Sur un premier cliché, des combattants rebelles font une sieste sur le capot de leur pick-up monté d’une mitrailleuse. Sur un autre, c’est à l’ombre d’un arbre qu’ils se reposent. Un message posté sur X enfonce le clou : « Nous sommes fatigués de dormir et d’attendre ces idiots peureux ». Son auteur appartient au Cadre stratégique permanent pour la défense du peuple de l’Azawad (CSP-DPA), une coalition de mouvements indépendantistes du nord du Mali, de nouveau en guerre avec Bamako depuis août 2023. Ces moqueries s’adressent à leurs adversaires, les Forces armées maliennes (Fama), et à leurs supplétifs de la milice Wagner, assure Jeune Afrique
Le 26 juillet, lors d’une vaste opération dans le septentrion, un convoi des Fama et de leurs supplétifs russes est tombé dans une embuscade rebelle près de Tinzawaten. Bilan : au moins 47 morts parmi les militaires maliens et 84 dans les rangs de leurs alliés mercenaires, selon le CSP. C’est la plus lourde défaite subie par Wagner sur le continent africain. Un affront que Bamako veut laver en renvoyant aujourd’hui une expédition dans la zone.
Depuis le 29 septembre, et l’annonce qu’une colonne d’environ 70 véhicules au sol dont 45 blindés était en train de quitter Kidal pour remonter vers Tinzawaten, fief des rebelles situé à la frontière algérienne, les messages provocateurs pullulent sur les réseaux sociaux. Sur X ou sur Telegram, militants de l’Azawad et soutiens de Wagner se livrent une bataille de communication féroce dans l’attente des premiers échanges de tirs.
Cette fois-ci, l’armée malienne a tenté de mettre toutes les chances de son côté. En plus d’engager des hélicoptères et un drone turc TB2, des drones Bayraktar Akinci auraient été mis à sa disposition par le Burkina Faso. Également membre de l’Alliance des États du Sahel (AES), le Niger aurait livré, le 2 octobre, du matériel et des munitions acheminés sur la base de Kidal par un avion C-130. En appui, les milices touarègues progouvernementales que sont le Groupe autodéfense touareg imghad et alliés (Gatia) et le Mouvement de salut MSA-D ont mis à disposition des Fama des hommes dont le rôle de guide est indispensable dans ce territoire auquel les forces armées maliennes sont peu familières.

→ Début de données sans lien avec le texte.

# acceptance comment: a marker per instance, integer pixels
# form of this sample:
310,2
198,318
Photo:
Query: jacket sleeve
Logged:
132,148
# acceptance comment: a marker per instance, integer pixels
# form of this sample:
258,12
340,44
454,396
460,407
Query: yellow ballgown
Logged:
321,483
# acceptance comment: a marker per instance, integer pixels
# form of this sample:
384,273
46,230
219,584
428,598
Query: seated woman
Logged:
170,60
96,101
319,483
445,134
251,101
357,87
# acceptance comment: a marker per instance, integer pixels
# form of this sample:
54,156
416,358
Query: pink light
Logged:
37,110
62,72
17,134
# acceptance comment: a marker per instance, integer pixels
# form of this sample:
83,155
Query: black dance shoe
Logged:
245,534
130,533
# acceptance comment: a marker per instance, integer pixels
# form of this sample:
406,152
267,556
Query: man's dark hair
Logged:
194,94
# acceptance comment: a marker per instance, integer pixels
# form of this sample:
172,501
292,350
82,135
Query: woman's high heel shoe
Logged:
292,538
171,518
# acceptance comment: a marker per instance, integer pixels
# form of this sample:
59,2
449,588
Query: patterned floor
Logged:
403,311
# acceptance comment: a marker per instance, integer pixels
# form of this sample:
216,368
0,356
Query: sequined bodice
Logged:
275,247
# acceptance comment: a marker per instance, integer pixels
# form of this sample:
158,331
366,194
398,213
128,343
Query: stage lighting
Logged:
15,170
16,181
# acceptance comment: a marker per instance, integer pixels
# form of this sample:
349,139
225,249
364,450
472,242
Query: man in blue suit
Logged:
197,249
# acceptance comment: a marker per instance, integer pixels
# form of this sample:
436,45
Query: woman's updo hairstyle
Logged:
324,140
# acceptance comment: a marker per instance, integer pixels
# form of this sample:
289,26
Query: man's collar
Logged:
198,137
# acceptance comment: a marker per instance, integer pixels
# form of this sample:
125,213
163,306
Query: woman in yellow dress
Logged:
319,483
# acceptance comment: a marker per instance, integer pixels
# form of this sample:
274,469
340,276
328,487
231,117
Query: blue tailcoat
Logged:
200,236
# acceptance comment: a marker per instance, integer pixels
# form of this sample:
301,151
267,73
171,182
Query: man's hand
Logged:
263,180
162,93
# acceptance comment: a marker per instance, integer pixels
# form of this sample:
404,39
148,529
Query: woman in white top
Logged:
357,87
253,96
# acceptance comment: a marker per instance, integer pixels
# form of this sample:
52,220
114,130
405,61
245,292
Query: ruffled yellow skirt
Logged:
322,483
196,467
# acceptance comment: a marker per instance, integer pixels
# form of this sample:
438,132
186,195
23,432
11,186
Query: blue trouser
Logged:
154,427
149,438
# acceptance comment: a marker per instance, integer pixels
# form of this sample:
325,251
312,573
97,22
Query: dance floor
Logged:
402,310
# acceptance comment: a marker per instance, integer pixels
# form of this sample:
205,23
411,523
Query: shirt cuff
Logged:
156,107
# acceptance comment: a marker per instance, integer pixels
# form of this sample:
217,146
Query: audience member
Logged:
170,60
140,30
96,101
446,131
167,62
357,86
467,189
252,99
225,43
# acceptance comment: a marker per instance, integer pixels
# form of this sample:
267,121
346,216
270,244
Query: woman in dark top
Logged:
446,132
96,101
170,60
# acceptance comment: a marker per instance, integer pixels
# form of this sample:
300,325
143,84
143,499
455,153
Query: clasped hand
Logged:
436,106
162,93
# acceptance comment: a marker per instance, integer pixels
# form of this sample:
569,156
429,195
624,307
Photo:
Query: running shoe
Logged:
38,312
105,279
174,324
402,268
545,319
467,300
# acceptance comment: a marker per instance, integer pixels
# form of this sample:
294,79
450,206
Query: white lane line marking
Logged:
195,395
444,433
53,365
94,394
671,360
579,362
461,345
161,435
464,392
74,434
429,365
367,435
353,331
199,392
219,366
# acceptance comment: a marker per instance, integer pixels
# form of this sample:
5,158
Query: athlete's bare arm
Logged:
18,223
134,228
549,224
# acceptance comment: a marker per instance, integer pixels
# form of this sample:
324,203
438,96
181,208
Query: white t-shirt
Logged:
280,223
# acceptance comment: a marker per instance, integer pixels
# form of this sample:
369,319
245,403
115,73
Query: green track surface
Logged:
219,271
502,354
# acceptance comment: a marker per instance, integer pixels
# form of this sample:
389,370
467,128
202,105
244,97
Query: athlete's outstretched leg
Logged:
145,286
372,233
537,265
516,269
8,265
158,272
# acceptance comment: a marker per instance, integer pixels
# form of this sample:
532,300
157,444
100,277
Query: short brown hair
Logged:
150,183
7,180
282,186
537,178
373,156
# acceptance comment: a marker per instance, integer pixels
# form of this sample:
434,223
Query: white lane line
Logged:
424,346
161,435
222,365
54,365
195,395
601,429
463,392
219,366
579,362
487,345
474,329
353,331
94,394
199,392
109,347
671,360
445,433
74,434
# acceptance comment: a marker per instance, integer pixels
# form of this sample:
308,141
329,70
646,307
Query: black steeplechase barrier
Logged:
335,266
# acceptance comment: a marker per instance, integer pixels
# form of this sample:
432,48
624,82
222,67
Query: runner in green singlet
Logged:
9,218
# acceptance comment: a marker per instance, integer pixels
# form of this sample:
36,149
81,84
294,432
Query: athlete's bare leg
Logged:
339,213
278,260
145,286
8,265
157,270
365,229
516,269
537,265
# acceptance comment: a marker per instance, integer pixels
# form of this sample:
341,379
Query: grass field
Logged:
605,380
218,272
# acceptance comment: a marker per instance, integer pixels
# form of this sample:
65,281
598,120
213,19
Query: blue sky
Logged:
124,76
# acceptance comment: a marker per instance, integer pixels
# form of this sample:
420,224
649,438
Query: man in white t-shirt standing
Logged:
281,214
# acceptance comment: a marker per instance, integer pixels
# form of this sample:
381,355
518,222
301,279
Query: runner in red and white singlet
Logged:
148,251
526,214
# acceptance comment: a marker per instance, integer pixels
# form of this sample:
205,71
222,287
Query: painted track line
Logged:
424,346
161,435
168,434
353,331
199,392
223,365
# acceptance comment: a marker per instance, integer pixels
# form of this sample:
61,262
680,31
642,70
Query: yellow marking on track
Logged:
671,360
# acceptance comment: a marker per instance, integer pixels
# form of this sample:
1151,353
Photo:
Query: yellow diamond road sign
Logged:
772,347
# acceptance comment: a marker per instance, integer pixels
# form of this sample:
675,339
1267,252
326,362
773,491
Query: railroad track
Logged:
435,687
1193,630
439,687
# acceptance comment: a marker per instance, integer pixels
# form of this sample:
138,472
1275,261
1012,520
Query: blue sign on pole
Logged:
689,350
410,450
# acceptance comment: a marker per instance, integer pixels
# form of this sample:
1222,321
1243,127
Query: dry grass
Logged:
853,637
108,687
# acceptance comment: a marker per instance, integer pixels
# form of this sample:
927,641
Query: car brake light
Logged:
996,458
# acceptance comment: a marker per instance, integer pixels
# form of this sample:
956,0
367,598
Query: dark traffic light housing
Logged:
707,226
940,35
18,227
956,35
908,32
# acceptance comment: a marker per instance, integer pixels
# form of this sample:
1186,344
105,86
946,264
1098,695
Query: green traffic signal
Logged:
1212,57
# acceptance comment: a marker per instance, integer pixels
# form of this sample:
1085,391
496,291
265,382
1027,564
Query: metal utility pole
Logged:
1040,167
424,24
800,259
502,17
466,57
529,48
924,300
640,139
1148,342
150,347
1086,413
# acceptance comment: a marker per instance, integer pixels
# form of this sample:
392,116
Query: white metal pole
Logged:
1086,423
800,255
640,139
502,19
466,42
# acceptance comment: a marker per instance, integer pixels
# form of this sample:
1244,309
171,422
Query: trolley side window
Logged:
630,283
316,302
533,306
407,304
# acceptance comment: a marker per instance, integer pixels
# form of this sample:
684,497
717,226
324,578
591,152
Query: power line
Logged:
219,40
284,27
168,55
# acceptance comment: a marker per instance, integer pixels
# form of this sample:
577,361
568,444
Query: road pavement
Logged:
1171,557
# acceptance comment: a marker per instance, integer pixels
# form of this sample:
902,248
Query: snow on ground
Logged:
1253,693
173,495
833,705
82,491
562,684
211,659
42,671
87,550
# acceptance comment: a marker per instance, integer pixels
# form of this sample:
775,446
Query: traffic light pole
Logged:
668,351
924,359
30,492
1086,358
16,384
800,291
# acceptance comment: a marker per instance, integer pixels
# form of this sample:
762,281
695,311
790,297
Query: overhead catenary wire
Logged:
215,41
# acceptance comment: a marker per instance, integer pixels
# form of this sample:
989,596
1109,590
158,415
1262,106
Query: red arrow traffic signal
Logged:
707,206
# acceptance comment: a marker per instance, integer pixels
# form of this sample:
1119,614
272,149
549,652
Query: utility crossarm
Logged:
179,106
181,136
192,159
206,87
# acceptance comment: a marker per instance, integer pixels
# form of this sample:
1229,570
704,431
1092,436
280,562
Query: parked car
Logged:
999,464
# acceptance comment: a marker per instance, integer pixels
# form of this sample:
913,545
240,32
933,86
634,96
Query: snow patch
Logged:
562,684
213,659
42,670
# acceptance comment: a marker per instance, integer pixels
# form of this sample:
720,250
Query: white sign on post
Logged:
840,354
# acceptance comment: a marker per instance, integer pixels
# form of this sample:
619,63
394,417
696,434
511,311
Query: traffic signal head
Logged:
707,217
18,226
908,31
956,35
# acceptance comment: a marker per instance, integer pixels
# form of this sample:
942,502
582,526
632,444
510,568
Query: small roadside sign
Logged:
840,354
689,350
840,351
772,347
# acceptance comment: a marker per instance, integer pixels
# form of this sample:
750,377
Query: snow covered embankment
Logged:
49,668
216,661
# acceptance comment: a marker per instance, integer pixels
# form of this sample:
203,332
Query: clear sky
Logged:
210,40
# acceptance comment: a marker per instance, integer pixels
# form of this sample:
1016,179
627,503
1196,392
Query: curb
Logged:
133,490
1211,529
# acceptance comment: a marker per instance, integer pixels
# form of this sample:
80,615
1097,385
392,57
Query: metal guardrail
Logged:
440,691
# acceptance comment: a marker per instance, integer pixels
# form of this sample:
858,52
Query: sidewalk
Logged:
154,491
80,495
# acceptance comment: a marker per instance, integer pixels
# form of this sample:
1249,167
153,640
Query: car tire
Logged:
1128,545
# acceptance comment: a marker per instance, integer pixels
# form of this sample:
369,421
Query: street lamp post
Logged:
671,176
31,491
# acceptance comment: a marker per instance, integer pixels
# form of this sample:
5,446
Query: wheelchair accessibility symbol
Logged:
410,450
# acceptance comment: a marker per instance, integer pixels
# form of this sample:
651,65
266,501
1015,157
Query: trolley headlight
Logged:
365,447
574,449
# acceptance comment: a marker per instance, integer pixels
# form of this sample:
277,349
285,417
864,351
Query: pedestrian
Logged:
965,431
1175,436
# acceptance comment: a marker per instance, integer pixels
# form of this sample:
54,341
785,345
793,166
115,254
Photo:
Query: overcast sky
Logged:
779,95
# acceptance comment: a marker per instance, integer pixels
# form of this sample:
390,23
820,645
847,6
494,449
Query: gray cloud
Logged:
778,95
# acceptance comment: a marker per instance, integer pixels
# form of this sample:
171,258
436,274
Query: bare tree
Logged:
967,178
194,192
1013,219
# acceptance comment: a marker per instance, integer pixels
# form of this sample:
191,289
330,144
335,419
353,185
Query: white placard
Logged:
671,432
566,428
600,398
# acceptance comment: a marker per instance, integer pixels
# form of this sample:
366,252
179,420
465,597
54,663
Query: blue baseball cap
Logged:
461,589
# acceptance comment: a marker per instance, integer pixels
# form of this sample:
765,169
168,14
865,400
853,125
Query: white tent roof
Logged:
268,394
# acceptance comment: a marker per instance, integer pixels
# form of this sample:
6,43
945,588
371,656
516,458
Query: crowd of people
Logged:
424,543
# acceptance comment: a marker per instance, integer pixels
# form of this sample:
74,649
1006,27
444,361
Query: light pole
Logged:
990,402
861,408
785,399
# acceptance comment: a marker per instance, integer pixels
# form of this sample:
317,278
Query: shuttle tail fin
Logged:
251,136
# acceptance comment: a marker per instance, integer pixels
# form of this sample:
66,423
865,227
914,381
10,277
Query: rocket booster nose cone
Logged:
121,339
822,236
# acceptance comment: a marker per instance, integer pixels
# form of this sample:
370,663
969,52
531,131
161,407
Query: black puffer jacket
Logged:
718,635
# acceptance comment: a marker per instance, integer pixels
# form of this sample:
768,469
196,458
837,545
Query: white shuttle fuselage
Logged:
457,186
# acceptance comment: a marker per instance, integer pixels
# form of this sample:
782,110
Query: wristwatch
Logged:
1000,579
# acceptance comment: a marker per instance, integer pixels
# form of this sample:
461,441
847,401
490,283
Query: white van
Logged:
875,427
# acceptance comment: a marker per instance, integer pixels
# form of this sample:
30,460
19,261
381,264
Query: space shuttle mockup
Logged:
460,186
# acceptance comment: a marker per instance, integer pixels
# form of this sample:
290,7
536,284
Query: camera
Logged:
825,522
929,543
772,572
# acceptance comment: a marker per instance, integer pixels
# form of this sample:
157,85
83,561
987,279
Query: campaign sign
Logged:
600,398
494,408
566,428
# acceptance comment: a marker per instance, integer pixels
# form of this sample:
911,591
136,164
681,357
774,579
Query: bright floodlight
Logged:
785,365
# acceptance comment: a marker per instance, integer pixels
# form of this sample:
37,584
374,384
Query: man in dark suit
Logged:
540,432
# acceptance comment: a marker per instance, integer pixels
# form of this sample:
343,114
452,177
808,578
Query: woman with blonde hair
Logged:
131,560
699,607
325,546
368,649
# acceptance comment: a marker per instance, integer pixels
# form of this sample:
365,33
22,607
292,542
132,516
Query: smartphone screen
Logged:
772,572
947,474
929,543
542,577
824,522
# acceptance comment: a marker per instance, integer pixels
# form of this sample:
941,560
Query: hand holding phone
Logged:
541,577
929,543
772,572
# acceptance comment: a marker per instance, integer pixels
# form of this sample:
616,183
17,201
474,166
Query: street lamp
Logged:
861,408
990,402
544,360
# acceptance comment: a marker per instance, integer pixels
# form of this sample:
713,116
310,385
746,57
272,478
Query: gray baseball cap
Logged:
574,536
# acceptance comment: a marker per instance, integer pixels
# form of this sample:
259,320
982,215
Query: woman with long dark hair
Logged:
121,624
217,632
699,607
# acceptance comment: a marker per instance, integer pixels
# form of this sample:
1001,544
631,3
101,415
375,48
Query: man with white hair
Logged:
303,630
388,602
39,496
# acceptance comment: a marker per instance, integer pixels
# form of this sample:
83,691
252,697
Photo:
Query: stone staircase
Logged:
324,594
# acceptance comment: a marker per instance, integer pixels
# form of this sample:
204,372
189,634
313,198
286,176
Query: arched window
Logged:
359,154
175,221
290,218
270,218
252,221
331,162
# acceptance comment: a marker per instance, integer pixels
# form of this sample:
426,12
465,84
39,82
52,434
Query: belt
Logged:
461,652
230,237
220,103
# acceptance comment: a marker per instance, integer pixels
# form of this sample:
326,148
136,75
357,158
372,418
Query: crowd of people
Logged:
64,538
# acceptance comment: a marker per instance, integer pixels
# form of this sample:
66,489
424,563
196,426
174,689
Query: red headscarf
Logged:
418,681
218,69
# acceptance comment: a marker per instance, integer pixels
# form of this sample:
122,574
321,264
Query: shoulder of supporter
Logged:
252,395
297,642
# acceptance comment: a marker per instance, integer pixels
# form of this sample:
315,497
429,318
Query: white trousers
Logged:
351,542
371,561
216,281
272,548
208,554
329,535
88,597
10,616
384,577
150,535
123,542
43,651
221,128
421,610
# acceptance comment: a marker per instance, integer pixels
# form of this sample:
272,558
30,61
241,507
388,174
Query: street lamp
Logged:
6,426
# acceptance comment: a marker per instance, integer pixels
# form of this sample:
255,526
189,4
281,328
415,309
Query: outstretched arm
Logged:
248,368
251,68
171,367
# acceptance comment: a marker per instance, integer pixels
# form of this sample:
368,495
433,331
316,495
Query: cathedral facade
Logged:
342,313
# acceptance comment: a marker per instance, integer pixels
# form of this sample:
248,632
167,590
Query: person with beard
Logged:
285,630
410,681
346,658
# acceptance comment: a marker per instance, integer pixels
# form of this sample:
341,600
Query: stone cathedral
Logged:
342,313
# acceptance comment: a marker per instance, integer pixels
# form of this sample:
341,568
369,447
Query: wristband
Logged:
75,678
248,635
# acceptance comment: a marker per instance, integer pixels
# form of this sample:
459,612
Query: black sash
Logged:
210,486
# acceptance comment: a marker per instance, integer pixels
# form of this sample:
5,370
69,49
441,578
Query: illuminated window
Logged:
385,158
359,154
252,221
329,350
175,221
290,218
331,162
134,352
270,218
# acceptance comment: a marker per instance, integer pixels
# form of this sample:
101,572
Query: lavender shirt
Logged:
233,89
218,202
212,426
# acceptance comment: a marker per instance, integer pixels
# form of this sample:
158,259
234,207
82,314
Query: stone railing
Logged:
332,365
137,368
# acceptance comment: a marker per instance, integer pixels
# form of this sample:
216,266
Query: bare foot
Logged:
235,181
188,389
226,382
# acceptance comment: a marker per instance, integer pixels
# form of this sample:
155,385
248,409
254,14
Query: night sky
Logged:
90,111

Soucieux de ne rien laisser au hasard, des échanges entre les autorités maliennes et les hommes du maréchal Khalifa Haftar auraient, selon nos informations, permis la mobilisation d’un dispositif de sécurité à la frontière sud de la Libye afin d’éviter que des renforts touaregs ne parviennent aux rebelles.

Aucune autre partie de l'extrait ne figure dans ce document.